His view of the bottle is interrupted as Fontaine’s face moves right in front of Jack’s.

Jack throws himself forward, with a snarl that’s barely human. His body feels light without weapons — or maybe that’s just his head. The cuffs chafe against his wrists and ankles, yanking him back, and Fontaine hardly flinches.

“Ha! So you are still in there. I was startin’ to worry.”

“Let me go,” says Jack.

It comes out as a growl. It’s an order. Jack has never given orders before, but if he’s going to start, this seems like the perfect time.

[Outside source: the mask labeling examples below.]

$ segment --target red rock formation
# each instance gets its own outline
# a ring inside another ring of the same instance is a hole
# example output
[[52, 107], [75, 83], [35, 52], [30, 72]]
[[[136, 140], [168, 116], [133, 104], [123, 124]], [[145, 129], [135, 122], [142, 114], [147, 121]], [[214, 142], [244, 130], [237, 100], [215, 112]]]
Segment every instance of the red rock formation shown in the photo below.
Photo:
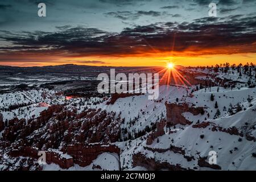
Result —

At last, Fontaine looks taken aback.

It’s delicious, for about three seconds. Then he barks out a laugh.

“And you have a voice! Kid, let me tell you, I almost thought they didn’t give you one!”

“Let me go,” says Jack again.

“Not much of a vocabulary, though,” says Fontaine. His smile is firmly back in place. Jack wants to tear it off with his bare teeth. “Guess I shoulda given Suchong those bonuses he asked for. But hindsight’s twenty-twenty, right, kid?”

Jack doesn’t answer. His jaw is clenched and his cheeks are burning.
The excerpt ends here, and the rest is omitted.